Single by Squeeze

from the album Cool for Cats
- Released: 3 November 1978
- Recorded: 1978
- Genre: New wave, pop rock
- Length: 3:05
- Label: A&M
- Songwriters: Glenn Tilbrook and Chris Difford
- Producers: John Wood & Squeeze

Squeeze singles chronology
| "Bang Bang" (1978) | "Goodbye Girl" (1978) | "Cool for Cats" (1979) |

= Goodbye Girl (Squeeze song) =

"Goodbye Girl" is the first single released from Squeeze's second album Cool for Cats. Three different versions were recorded: one for the UK single, one for the American single, and one for the album. In the UK, the single reached number 63 on the UK Singles Chart.

==Background==
"Goodbye Girl" notably features a percussive track arranged by drummer Gilson Lavis which featured unique array of bottles, tins, and other items. Glenn Tilbrook commented, "Gilson's influence in the arrangement was massive, not bringing the drums in until the third verse. Gilson had four percussion parts that he overdubbed one after the other that went throughout the song." Chris Difford offered similar praise, stating, "Gilson constructed a washing line of bottles and bits of metal and tin and played them instead of a drum kit. It was a very inventive thing to do, slightly surreal, but it worked a treat."

The song was written by Glenn Tilbrook (music) and Chris Difford (lyrics). Tilbrook commented, "It had a jolly tune, which later to my horror someone pointed out sounded like the Muppets theme tune." The song additionally features Tilbrook and Difford's trademark harmonies, with the latter commenting, "Our trademark octave apart vocal is all over it."

==Release==
"Goodbye Girl" was released as the debut single from the band's sophomore 1979 album Cool for Cats. The single reached number 63 on the UK Singles Chart and would be outperformed commercially by subsequent singles on the album. The three different versions of the song are musically different sounding and have different intros. Also, the lyrics are different in each of the three versions. In the album version, the singer meets the girl in a "barroom", but in the U.K. and U.S. singles he meets her in a "poolroom". The location is altered in the second verse from a "motel" in the album version and the U.S. single to a "hotel" in the U.K. single version. More significant changes are in the last verse of each version. The album version describes losing a "blue address book" and "the money in the fur coat". The U.K. single version replaces these items with a "silver razor" and "the money in the waistcoat". The U.S. single replaces these once again with a "silver bracelet" and "the money in the billfold". The locations of where the singer's wife has moved changes in each version as well. For the album version it is "My wife has moved to Guernsey" which was changed to Boston in the U.S. single to be more geographically recognizable to listeners, but oddly enough changed to "Jersey" for the U.K. single. The song has since appeared on compilations such as Singles – 45's and Under.

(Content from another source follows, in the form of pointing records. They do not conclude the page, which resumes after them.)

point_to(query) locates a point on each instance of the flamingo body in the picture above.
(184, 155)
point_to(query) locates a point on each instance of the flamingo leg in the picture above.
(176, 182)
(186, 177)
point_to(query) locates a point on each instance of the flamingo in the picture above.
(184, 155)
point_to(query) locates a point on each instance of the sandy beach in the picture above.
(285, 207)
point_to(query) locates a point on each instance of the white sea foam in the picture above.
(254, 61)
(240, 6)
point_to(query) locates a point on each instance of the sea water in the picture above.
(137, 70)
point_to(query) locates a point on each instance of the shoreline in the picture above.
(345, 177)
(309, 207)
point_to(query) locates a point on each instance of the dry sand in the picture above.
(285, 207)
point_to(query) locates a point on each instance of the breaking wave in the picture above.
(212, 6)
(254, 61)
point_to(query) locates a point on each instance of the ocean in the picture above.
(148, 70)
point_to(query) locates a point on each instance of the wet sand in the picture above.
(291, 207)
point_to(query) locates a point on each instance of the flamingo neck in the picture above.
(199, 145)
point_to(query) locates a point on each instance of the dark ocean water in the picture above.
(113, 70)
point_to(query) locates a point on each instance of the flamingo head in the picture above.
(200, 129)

In 2007, the reunited Squeeze recorded a new, guitar-heavy version of "Goodbye Girl" for an Under Armour television advertisement.

==Reception and legacy==
Writer Anna Borg ranked the song fourth on her list of best Squeeze songs, writing, "Famous for confounding US audiences with odd slang like 'lino' for linoleum, 'Goodbye Girl' is classic Squeeze in that it tells a story with a rather dire ending for our romantic hero. Always a cad during the pick up, he rarely gets to keep the girl. In this case, he doesn't even get beyond a little kissing." It has been described as a McCartney-esque pop song that tells the tale of a married man's "one-night stand with a shady character" who robs him overnight and then vanishes, "which ends up ruining his life. And yet he can't summon the energy to get angry. He's more bemused by the whole affair."

Tarkio, featuring Colin Meloy of The Decemberists, recorded "Goodbye Girl" in 1998. It was released on the Kill Rock Stars record label in 2006. The Shins covered the song for Levi's Pioneer Sessions in 2010.